I was looking at his face in a way I had never looked at it before. He seemed so different. I almost took him for a stranger.
The night I got to know him in front of that van, I didn’t think we would ever establish any sort of contact. Well, obviously I wasn’t right with that. We ended up having a great time together. First being good friends who would watch TV, eat pizza or take naps on Wednesday afternoons, he finally kissed me. That one night in my room, just being friends did not seem to be an option anymore. Having a boyfriend back home did not hold me back. I was too curious about finding out what those lips would actually taste like. He was sitting right in front of me; being so close that I could feel his breath on my skin; his eyes were following every single feature of my face. There were no more thoughts, no more doubts; reason seemed to be a never-been-there quality. It was this insecurity that got me right there. Time would just stand still in those seconds before he eventually kissed me. I can still remember what I felt in this very moment. It was like his kiss had brought me back to life. His lips wouldn’t just touch my lips; instead, he let them wander along my neck. It was the first time ever that I got goose-pimples from somebody kissing my neck. My whole body started to tremble. We were wondering if we were doing the right thing; but only for a moment, not even a second. The pleasure that I was experiencing that night was too intense and too sweet to give it up for something lifeless that was waiting at home.
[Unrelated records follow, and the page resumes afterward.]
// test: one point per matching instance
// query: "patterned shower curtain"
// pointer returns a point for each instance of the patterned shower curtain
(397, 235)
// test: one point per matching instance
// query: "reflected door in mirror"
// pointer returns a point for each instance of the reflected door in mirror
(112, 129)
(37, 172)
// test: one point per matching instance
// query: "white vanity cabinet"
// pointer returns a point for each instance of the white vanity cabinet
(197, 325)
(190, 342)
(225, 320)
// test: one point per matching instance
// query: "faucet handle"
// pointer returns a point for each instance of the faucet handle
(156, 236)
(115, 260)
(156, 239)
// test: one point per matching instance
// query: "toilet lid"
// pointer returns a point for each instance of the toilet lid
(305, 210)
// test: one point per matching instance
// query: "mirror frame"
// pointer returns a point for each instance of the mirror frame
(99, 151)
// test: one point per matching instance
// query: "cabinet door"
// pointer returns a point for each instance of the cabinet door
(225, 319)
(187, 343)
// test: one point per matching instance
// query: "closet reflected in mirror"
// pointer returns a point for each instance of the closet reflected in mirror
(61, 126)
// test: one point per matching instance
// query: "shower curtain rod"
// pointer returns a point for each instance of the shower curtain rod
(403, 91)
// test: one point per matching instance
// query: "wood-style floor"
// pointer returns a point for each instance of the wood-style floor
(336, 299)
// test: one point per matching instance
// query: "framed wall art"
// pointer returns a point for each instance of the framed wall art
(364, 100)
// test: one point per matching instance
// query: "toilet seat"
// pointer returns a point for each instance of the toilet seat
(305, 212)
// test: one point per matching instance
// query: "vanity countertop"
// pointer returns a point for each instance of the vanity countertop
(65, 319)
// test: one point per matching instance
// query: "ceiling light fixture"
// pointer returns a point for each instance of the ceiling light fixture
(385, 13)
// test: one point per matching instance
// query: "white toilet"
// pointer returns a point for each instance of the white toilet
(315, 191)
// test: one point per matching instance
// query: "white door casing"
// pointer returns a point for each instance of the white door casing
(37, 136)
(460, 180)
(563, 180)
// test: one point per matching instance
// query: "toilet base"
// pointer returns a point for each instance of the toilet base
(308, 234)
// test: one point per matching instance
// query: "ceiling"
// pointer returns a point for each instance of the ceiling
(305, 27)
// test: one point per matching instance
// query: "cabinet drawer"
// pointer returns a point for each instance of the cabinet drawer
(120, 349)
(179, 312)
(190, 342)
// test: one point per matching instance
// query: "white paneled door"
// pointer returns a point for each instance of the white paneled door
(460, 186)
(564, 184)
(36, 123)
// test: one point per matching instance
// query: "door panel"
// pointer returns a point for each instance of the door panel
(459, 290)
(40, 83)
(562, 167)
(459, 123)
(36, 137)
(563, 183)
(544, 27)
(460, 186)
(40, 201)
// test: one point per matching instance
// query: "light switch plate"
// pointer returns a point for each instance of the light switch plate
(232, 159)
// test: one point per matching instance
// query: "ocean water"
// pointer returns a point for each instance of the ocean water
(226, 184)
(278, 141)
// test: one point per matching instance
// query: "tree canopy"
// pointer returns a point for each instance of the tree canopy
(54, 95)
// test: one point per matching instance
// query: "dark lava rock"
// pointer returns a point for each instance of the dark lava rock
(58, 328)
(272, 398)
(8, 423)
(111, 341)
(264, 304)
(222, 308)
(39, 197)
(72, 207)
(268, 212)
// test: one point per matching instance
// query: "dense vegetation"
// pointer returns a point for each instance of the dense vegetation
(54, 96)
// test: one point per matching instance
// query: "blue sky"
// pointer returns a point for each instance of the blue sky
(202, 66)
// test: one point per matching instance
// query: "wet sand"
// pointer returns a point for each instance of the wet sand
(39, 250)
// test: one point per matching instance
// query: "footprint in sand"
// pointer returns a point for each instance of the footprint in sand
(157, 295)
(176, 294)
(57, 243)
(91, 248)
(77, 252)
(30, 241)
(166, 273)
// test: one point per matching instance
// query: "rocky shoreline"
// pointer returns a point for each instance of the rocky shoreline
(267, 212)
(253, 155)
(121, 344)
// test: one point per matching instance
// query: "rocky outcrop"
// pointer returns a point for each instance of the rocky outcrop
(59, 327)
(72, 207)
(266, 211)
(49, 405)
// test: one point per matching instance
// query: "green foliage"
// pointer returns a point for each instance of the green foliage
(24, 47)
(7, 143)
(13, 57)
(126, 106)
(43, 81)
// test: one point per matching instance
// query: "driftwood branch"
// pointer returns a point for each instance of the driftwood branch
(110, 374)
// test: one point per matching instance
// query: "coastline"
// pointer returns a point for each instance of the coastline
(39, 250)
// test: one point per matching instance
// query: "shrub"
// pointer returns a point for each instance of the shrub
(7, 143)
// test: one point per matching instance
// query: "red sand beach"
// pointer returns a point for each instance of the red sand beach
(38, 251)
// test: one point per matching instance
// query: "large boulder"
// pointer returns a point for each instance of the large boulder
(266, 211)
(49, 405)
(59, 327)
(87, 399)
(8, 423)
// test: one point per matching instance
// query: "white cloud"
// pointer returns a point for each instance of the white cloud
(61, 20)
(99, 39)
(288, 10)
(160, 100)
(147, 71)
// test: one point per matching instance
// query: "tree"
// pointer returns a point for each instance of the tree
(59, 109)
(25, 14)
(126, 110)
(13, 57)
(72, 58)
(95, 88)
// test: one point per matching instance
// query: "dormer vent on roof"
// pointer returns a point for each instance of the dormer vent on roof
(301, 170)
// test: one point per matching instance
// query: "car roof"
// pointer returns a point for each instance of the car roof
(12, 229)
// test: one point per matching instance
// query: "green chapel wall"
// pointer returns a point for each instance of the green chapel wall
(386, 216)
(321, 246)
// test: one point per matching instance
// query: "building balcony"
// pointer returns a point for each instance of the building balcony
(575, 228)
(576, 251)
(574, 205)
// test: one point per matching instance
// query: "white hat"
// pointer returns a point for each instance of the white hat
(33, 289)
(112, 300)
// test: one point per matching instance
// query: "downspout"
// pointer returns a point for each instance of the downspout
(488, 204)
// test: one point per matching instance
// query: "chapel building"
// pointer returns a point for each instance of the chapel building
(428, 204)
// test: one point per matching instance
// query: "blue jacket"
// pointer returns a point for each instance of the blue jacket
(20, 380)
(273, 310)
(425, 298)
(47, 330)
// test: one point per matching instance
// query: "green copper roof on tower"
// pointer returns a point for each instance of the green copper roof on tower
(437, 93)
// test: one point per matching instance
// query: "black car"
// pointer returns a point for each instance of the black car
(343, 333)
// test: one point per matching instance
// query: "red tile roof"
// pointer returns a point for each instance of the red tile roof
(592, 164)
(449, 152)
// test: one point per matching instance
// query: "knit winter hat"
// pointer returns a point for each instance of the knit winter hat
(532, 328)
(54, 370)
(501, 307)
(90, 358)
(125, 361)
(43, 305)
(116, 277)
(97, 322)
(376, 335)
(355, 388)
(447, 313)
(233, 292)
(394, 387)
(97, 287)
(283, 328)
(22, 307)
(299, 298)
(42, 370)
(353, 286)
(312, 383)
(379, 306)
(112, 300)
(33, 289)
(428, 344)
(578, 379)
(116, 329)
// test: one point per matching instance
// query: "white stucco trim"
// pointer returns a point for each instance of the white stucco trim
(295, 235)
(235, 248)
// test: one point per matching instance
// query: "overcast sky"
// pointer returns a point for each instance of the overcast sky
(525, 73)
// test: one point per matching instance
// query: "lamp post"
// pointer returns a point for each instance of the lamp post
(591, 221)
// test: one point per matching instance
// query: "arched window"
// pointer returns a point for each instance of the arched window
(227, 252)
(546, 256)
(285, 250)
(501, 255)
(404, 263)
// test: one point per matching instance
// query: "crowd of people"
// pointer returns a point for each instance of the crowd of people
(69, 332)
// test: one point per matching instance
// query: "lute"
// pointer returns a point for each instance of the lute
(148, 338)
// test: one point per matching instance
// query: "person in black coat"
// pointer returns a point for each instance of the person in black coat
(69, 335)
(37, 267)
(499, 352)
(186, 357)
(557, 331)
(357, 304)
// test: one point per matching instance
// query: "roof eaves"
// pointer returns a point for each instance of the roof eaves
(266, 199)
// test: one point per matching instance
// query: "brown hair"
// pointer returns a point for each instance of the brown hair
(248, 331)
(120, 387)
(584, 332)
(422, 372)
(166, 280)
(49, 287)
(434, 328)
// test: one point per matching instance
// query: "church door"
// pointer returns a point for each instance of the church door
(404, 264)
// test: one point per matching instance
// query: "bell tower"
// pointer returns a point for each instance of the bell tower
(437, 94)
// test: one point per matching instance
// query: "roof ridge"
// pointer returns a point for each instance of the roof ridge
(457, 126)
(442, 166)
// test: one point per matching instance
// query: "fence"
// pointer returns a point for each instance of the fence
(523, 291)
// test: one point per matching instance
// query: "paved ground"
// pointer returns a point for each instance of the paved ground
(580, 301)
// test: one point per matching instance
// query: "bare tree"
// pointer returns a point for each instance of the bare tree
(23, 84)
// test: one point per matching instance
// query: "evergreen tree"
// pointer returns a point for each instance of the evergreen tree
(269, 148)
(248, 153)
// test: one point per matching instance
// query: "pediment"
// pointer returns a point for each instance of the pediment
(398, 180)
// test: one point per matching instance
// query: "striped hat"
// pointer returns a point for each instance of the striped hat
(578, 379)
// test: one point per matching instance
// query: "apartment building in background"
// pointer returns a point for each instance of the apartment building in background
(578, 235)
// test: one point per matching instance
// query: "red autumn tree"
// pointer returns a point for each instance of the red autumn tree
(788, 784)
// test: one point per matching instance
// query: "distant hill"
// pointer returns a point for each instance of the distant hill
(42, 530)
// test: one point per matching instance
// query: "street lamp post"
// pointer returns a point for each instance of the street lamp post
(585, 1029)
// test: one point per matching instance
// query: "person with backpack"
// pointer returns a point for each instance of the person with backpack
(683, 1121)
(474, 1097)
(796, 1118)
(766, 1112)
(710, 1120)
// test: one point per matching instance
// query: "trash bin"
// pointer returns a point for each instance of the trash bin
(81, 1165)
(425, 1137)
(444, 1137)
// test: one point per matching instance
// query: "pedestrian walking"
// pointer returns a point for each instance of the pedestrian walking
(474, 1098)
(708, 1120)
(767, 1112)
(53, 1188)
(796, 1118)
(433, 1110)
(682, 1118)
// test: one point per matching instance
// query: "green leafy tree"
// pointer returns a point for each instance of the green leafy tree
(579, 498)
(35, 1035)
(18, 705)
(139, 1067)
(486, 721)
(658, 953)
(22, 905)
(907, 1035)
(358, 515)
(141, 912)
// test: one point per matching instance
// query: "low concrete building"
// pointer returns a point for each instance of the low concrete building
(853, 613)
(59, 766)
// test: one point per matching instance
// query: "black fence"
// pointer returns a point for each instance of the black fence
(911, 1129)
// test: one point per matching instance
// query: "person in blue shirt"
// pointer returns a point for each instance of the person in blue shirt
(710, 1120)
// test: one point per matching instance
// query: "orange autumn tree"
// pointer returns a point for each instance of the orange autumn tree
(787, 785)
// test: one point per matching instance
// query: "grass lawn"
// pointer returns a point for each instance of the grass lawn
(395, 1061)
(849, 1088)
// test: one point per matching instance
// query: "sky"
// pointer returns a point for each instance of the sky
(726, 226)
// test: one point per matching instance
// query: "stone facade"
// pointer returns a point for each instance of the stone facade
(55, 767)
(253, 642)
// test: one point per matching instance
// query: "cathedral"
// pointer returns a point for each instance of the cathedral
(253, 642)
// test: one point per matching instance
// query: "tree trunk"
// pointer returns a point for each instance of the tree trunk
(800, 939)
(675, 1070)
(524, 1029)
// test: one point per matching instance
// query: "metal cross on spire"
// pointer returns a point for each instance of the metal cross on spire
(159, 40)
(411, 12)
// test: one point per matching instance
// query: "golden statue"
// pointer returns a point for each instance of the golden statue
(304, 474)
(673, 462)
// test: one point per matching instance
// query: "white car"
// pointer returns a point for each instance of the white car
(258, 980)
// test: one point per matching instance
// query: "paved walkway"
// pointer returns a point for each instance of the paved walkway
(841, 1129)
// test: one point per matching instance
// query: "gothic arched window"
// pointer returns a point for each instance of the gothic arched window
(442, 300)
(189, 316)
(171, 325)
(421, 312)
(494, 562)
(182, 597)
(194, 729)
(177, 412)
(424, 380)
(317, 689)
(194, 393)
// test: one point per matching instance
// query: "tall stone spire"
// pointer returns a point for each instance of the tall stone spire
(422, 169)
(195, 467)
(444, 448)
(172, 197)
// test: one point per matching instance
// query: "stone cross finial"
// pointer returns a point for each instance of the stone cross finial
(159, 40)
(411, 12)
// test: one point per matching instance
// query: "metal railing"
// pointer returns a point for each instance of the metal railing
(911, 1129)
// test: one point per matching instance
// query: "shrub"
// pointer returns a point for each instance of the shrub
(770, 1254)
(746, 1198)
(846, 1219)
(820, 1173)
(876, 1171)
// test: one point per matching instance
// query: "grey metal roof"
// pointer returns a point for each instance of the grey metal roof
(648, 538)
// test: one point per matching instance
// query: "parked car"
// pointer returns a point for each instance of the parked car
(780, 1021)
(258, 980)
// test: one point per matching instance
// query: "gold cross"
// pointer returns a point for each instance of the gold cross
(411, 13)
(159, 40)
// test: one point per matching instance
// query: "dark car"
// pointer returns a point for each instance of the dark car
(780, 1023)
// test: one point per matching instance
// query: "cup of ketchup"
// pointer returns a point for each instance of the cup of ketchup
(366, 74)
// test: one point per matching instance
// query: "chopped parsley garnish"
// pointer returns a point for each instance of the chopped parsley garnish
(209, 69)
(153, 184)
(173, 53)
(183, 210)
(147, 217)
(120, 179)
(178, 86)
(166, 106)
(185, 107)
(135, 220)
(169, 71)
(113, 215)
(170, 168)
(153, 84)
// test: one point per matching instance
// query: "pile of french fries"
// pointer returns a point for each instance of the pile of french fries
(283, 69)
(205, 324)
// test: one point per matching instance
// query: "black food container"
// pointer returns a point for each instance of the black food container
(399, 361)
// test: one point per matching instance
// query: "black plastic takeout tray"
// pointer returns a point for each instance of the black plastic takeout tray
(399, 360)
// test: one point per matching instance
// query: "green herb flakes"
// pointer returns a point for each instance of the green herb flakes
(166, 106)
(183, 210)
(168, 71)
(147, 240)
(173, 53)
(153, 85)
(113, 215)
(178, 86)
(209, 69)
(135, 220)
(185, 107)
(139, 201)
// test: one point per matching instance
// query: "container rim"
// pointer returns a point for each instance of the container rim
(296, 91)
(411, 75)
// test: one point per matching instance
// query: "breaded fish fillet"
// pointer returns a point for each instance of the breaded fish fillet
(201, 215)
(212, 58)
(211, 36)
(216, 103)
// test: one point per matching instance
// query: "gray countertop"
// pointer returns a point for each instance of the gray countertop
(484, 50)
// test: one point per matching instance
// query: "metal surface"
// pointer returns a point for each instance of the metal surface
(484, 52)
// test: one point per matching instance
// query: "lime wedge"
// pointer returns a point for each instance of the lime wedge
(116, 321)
Now I am looking at this very same guy that I felt for that night and I can’t see him anymore. All I can see is somebody who kinda changed his mind about me. I could just press my body towards his and kiss him, kiss him until this awkward feeling goes away. Even though I could easily touch him, it feels like we were a thousand miles apart. Sitting on this stool, blue hat on and smoking one cigarette after the other, he doesn’t really care anymore. Why should I care? Why do I have to be the one telling him that I miss him; that I am actually not okay with what is happening between the two of us? If he is all cool and distant, well, so am I. Talking about some unimportant things, we both get tired of this conversation real quick. Run, girl, run before you get hurt! I look at him again, trying to find an answer but there is nothing; just emptiness. I say ‘goodbye’, turn around, go down the stairs and walk to my apartment. I would usually turn one more time to see him smile at me; but not this time. He would read sadness in my eyes and I don’t want him to feel good about that. So, I just keep walking to finally unlock my door and disappear into the darkness of my living room.